From the first positive pregnancy test, many moms-to-be fret over labor. Writing a birth plan can help relieve your anxiety, and—like Kegels! —it’s a valuable pre-delivery exercise. A birth plan is not actually a plan, per se, but a short document sharing your delivery desires with anyone helping to welcome your baby. Much of your birth experience will be dictated by the setting you select and the caregivers assisting, so it’s important to learn your options before penning your preferences. And make sure you’re not writing your birth plan in stone, since it’s impossible to completely control how your bundle of joy will make his grand entrance.
Here’s what to ponder when creating your birth plan:
• Birth setting policies. You may want to chow down on hamburgers during labor, but many hospitals limit your consumption to ice chips. Get familiar with your delivery location’s policies ahead of time.
• Procedures of your healthcare provider. If you want to have a water birth, for example, make sure your doc is willing to reach into the tub.
• Delivery room crowd. Medical students may observe in hospitals, but you can ban them from your room if you feel like a floor show. Also, decide if your MIL gets to hold your hand or if your husband and doula are a sufficient support crew.
• Wardrobe. Hospitals might assume you’ll don the standard gown, but this may not be the chic outfit you want captured in your baby’s first photos. (Remember that whatever you wear, it’s going to get messy!)
• Atmosphere. Do you want a high-energy ambiance with jazzy music or a quiet, softly lit setting for your baby’s big debut?
• Prepatory procedures. In earlier eras, a woman arriving at the hospital to give birth was given an enema and a trim (down there). Ask if these are still routine procedures where you’ll be delivering. They likely won’t be, but it’s better to know so there’s no surprise on labor day!
• Pain management. Is your strategy “Get an epidural ASAP!” or do you want to avoid pain medications if possible? What pain management techniques will you use?
• Monitoring. Many hospitals use constant electronic fetal monitoring, but if you don’t want to be bedridden, intermittent monitoring may be an option.
• IV. Most laboring women are tethered to IVs, but your healthcare provider may allow you the option of consuming liquids orally instead of intravenously.

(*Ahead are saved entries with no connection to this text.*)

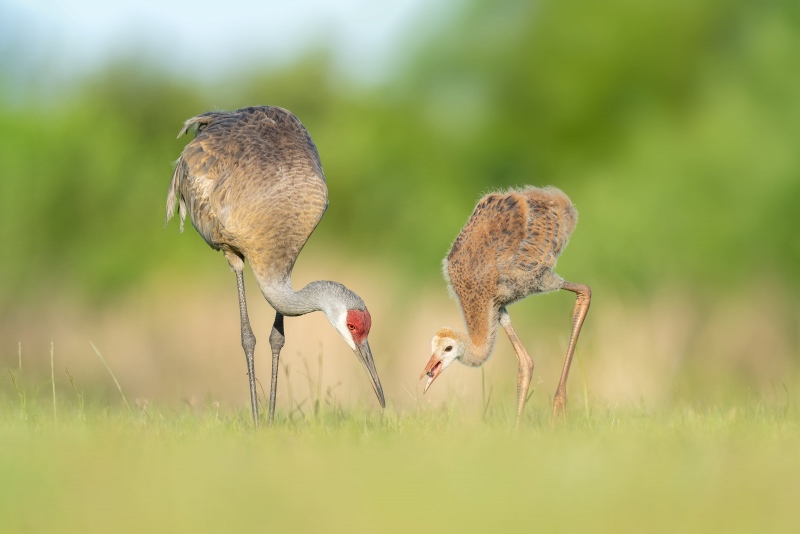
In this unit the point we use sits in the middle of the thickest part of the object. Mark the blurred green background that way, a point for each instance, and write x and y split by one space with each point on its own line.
673 125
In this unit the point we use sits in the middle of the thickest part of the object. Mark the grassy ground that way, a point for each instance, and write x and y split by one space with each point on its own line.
101 467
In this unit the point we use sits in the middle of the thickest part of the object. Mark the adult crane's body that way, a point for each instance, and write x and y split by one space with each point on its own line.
507 251
252 183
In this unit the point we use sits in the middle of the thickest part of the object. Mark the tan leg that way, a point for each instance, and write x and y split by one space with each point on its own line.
525 363
584 298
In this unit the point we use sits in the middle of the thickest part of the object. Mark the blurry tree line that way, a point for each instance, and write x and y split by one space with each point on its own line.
672 124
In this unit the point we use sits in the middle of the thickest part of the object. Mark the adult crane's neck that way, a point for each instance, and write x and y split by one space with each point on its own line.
316 296
481 336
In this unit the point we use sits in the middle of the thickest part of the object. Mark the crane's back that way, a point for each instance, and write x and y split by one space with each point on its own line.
252 183
508 249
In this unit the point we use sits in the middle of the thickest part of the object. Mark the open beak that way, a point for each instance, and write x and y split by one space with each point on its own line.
433 369
365 357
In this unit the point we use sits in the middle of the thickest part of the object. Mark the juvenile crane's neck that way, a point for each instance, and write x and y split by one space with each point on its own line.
481 337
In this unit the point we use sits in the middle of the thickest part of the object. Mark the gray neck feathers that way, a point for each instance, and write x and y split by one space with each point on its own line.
321 295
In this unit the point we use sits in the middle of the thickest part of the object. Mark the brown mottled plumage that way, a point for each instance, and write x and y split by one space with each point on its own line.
505 252
252 183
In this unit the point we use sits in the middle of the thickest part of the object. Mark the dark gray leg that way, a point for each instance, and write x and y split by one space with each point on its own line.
584 298
249 346
276 341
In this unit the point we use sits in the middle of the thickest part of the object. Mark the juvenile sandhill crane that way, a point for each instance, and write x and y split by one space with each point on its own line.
505 252
253 185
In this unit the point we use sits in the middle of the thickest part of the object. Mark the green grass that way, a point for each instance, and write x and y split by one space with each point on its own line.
104 468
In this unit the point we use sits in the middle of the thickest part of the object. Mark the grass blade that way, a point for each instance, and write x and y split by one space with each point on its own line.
53 382
124 399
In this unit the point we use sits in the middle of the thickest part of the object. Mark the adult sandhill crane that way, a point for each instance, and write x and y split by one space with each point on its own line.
505 252
253 185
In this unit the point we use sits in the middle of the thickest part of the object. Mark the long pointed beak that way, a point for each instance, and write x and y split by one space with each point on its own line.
433 369
365 357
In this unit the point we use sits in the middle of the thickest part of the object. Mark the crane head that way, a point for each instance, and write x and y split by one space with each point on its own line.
354 325
447 346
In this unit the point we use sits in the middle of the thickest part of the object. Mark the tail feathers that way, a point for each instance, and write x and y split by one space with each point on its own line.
174 195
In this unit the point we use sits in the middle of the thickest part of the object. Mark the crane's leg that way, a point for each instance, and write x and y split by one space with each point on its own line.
248 344
525 363
582 301
276 341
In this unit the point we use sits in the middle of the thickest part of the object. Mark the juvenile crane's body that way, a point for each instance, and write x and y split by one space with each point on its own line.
252 184
507 251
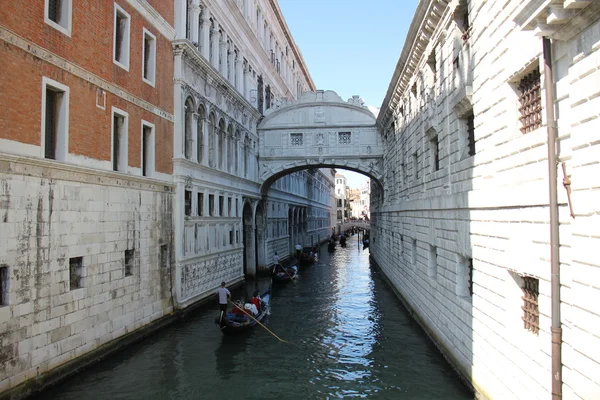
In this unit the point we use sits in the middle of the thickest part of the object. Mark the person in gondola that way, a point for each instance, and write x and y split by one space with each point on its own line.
298 250
224 296
256 300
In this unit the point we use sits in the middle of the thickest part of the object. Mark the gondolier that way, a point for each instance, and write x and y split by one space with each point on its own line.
224 296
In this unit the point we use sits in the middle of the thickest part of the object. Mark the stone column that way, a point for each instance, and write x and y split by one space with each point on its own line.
239 75
216 45
195 136
222 65
205 34
230 64
205 133
194 23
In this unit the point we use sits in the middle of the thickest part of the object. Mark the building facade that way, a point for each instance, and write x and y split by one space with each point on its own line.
86 136
464 226
234 61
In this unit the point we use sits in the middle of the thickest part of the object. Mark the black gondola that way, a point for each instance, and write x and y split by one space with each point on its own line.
232 324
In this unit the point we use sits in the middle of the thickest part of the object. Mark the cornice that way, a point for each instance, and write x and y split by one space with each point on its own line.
185 48
425 21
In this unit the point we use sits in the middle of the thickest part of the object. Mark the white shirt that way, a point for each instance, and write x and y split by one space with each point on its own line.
223 292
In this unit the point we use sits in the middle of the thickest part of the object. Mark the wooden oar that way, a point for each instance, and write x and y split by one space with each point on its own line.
258 322
288 274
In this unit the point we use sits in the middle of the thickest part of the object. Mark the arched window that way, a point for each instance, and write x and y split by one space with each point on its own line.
221 146
212 133
246 150
230 147
201 120
188 140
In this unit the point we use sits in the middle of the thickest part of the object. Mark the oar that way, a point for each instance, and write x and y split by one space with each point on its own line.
258 322
288 274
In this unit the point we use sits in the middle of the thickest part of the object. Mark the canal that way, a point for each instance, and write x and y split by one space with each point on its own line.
349 337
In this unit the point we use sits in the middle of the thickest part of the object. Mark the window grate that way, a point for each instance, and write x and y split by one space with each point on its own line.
531 314
54 10
344 137
296 139
530 100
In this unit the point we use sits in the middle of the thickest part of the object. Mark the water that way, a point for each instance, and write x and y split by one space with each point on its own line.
349 337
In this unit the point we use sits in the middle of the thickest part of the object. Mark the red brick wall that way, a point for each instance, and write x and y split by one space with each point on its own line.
91 48
91 43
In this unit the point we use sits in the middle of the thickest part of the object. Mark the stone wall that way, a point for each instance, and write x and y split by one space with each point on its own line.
489 209
51 215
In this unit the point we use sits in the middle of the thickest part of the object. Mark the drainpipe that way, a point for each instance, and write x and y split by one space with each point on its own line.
554 240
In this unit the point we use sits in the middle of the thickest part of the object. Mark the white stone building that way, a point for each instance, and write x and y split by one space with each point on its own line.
233 62
463 226
341 191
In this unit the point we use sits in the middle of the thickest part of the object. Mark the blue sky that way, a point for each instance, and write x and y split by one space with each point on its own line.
350 46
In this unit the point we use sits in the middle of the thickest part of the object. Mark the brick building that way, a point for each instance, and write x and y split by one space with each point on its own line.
86 139
463 226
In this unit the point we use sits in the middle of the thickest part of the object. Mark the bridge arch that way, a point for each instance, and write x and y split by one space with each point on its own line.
320 130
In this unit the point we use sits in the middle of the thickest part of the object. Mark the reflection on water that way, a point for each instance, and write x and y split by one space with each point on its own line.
348 337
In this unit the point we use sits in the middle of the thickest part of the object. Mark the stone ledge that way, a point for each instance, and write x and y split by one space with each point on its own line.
50 169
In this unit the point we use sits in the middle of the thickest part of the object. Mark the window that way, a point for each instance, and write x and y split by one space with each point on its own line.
531 314
200 204
4 286
57 14
414 253
147 149
344 138
149 58
119 140
415 162
129 261
55 120
434 146
121 38
530 101
75 273
432 269
164 256
471 134
188 203
296 139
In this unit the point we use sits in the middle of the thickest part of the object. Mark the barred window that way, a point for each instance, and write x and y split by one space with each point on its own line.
296 139
344 137
531 314
530 102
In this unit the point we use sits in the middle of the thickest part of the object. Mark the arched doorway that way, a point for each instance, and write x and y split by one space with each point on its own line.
249 242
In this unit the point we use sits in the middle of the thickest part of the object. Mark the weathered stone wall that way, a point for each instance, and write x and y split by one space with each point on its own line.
51 213
491 207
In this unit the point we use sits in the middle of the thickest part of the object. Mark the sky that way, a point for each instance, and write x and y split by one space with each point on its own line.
350 46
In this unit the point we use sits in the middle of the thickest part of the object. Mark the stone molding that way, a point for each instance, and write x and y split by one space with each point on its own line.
51 58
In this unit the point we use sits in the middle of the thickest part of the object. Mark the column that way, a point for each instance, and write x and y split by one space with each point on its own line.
205 34
230 64
194 23
239 75
222 64
216 46
205 133
195 136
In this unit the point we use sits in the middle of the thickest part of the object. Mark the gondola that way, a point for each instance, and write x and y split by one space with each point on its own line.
282 276
231 324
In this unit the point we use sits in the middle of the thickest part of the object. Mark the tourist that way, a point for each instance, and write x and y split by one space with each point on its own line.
256 301
224 296
298 251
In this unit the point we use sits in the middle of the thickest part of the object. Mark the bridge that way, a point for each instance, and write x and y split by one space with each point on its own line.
320 130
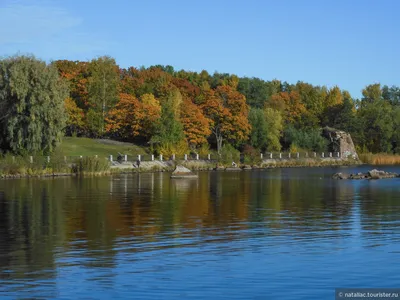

• Episiotomies and assisted birth. If your baby is being bashful, your caregiver may wish to perform an episiotomy—an incision between the vagina and anus—or use forceps or vacuum extraction. Discuss the pros and cons of each in advance.
• C-section. In what circumstances would you want a Cesarean to be performed? Does five hours of pushing grant a ticket to the OR or is your baby’s distress the only call for surgery?
• Photos and videos. Do you wish to document every moment from the first twinge through baby’s first bath, or hold the flashbulbs until all are clean and content?
• Crowning. Some non-squeamish mothers request to have a mirror positioned so they can see the baby crown (when his head first appears) or even reach down and touch his tiny noggin.
• Cutting the cord. Indicate when you’d like baby’s umbilical cord to be clamped, and specify whether daddy wants to take part in the snipping ritual.
• Postbirth. After a vaginal delivery, you may want baby immediately placed on your chest. For a C-section, indicate who should bond with your baby while you recover.
• Nursing. You may wish to start breastfeeding right away; you can also ask the hospital staff not to offer baby a bottle or pacifier, which could interfere with nursing.
• Additional info. Mention factors that may affect your delivery, like if you’re blind as a bat without glasses, have gestational diabetes, or wish to bank baby’s cord blood.
Don’t forget: While creating a birth plan is a great idea, don’t get so attached to it that you won’t allow any flexibility in the delivery room. Birth is different for every woman, every time, so no matter how much you plan there’s a good chance things won’t go exactly the way you envisioned them. Remember to expect the unexpected!